Reputation: 2934
How do relational databases maintain your set of results if another query has edited those rows that you were working on?
For instance if I select
100k rows and while I am still fetching those another query does an update
on a row that hasn't been read yet I will not see the update
.
Upvotes: -1
Views: 223
Reputation: 161
Snapshot isolation solves the problem you are describing. If you use locking, you can see the same record twice as the iterator through the database, as the unlocked records change underneath your feet as you're doing the scan.
Read committed isolation level with locking suffers from this problem.
Depending on the granularity of the lock, the WHERE predicate may lock matching pages and tuples for locking so that the running read query doesn't see phantom data appearing (phantom reads)
I implemented multiversion concurrency control in my Java project.

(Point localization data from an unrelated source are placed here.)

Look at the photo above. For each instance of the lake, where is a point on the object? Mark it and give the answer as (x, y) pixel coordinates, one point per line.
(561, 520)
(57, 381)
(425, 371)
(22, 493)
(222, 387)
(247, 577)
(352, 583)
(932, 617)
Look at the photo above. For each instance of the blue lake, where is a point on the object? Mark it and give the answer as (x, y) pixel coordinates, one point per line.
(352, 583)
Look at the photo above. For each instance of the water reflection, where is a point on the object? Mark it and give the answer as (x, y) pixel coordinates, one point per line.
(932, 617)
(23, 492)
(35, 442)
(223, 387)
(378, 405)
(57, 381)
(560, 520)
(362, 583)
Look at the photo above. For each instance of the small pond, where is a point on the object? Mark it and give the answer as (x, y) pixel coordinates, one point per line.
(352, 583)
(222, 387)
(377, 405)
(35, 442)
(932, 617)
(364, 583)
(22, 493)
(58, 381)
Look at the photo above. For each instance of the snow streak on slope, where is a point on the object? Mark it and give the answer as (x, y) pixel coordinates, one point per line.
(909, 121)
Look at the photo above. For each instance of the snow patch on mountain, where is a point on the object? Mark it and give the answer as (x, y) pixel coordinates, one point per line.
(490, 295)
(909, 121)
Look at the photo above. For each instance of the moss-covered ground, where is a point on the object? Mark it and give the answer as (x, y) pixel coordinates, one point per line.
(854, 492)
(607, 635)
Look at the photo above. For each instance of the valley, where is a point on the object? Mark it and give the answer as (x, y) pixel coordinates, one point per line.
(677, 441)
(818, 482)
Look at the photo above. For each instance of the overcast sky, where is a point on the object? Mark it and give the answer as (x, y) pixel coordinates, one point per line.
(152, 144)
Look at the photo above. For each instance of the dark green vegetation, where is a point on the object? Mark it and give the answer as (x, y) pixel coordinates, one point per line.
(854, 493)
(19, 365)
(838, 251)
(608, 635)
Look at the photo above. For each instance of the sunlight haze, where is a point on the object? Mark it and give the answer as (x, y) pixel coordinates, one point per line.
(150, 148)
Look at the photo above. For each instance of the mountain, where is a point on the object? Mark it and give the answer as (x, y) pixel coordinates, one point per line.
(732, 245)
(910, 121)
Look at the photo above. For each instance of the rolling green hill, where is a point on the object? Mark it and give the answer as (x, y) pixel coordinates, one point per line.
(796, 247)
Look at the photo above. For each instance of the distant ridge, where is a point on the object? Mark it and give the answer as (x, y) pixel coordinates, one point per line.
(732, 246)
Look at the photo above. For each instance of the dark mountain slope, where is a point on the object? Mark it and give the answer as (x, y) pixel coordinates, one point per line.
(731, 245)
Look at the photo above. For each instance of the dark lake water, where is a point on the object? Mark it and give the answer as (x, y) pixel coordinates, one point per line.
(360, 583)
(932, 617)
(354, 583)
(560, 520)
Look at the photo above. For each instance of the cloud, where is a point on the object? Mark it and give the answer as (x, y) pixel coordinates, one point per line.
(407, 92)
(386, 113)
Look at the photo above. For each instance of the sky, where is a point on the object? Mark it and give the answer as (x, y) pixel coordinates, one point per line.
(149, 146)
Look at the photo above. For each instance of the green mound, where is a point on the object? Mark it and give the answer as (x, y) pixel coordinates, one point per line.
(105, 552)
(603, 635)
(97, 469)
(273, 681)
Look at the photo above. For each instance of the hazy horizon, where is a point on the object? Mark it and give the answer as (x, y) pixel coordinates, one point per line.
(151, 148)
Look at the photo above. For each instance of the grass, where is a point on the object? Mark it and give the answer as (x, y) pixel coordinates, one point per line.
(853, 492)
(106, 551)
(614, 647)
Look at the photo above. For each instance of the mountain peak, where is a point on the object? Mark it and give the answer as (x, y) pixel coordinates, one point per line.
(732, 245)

A transaction is given a monotonically increasing timestamp which starts at 0 and goes up by 1 each time the transaction is aborted. Later transactions have higher timestamps. When a transaction goes to read, it can only see data that has a timestamp that is less than or equal to itself and is committed for that key (or column of that tuple). (Equal to so it can see its own writes)

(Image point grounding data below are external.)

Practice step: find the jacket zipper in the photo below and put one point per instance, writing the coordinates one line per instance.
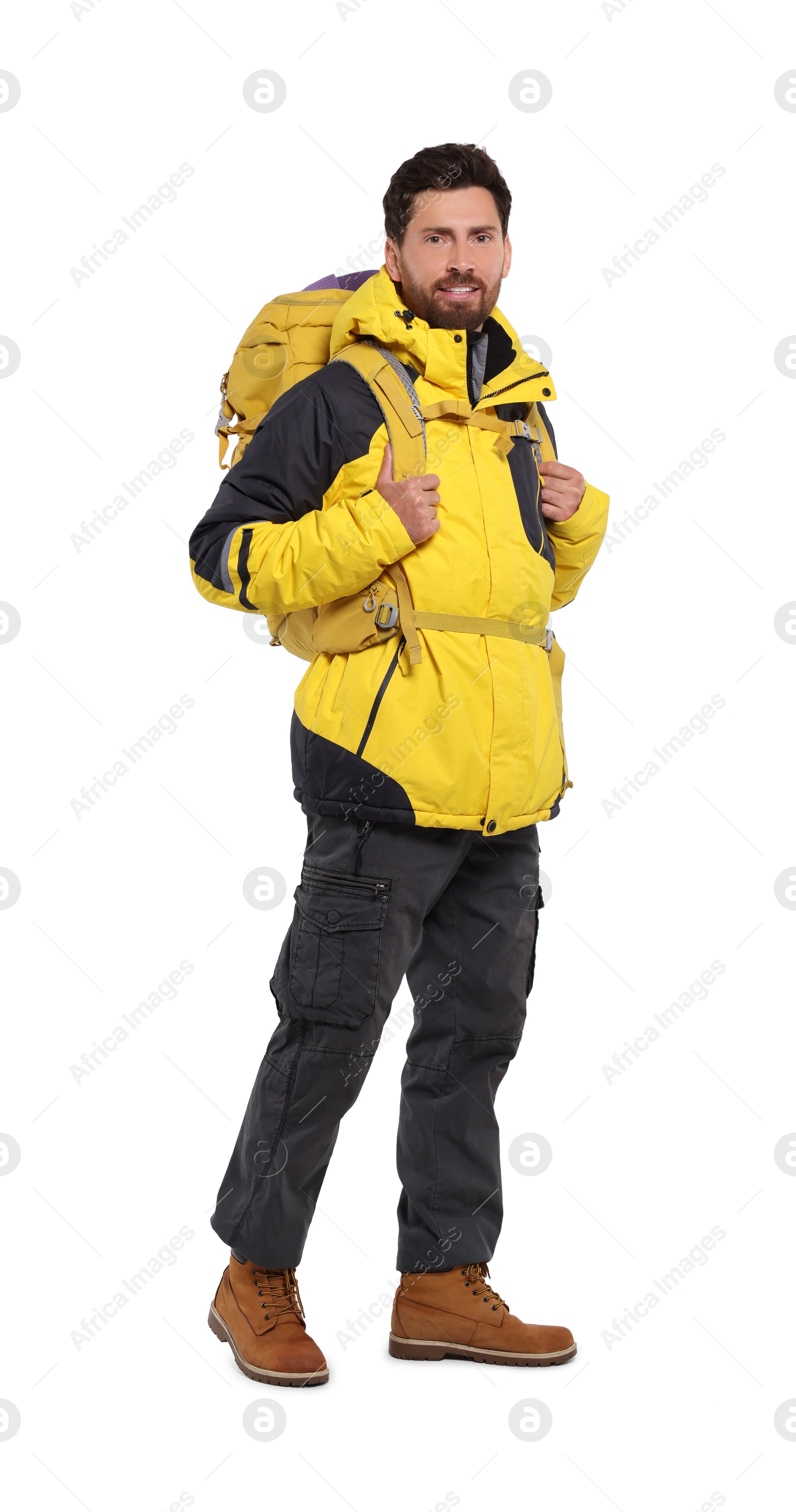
(490, 397)
(380, 696)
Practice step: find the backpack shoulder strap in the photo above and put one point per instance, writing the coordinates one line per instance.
(398, 400)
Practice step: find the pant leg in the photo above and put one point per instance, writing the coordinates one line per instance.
(359, 918)
(470, 977)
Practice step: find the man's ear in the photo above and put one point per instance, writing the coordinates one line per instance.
(392, 259)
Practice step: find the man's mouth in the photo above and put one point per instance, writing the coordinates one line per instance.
(460, 292)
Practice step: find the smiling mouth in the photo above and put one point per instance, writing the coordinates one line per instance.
(460, 292)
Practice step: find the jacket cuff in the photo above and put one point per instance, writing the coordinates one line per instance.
(587, 521)
(380, 521)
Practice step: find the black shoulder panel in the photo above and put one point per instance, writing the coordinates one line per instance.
(547, 426)
(294, 457)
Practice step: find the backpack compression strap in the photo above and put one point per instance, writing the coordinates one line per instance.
(393, 392)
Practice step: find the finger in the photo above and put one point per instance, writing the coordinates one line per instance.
(386, 471)
(558, 469)
(556, 489)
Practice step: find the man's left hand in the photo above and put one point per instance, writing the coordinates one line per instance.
(562, 490)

When a transaction writes, it updates the committed timestamp for that key to that of that transactions timestamp.
Upvotes: 0
Reputation: 15158
The general goal you are describing in concurrent programming (Wikipedia concurrency control) is serialization (Wikipedia serializability): an implementation manages the database as if transactions occurred without overlap in some order.
The importance of that is that only then does the system act in a way described by the code as we normally interpret it. Otherwise the results of operations are a combination of all processes acting concurrently. Nevertheless by having limited categories of non-normal non-isolated so-called anomalous behaviours arise transaction throughput can be increased. So those implementation techniques are also apropos. (Eg MVCC.) But understand: such non-serialized behaviour is not isolating one transaction from another. (Ie so-called "isolation" levels are actually non-isolation levels.)
Isolation is managed by breaking transaction implementations into pieces based on reading and writing shared resources and executing them interlaced with pieces from other transactions in such a way that the effect is the same as some sequence of non-overlapped execution. Roughly speaking, one can "pessimistically" "lock" out other processes from changed resources and have them wait or "optimistically" "version" the database and "roll back" (throw away) some processes' work when changes are unreconcilable (unserializable).
Some techniques based on an understanding of serializability by an implementer for a major product are in this answer. For relevant notions and techniques, see the Wikipedia articles or a database textbook. Eg Fundamentals of database systems by Ramez Elmasri & Shamkant B. Navathe. (Many textbooks, slides and courses are free online.)
(Two answers and a comment to your question mention MVCC. As I commented, not only is MVCC just one implementation technique, it doesn't even support transaction serialization, ie actually isolating transactions as if each was done all at once. It allows certain kinds of errors (aka anomalies). It must be mixed with other techniques for isolation. The MVCC answers, comments and upvoting reflects a confusion between a popular and valuable technique for a useful and limited failure to isolate per your question vs the actual core issues and means.)
Upvotes: 1
Reputation: 324891
As Jayadevan notes, the general principle used by most widely used databases that permit you to modify values while they're being read is multi-version concurrency control or MVCC. All widely used modern RDBMS implementations that support reading rows that're being updated rely on some concept of row versioning.
The details differ between implementations. (I'll explain PostgreSQL's a little more here, but you should accept Jayadevan's answer not mine).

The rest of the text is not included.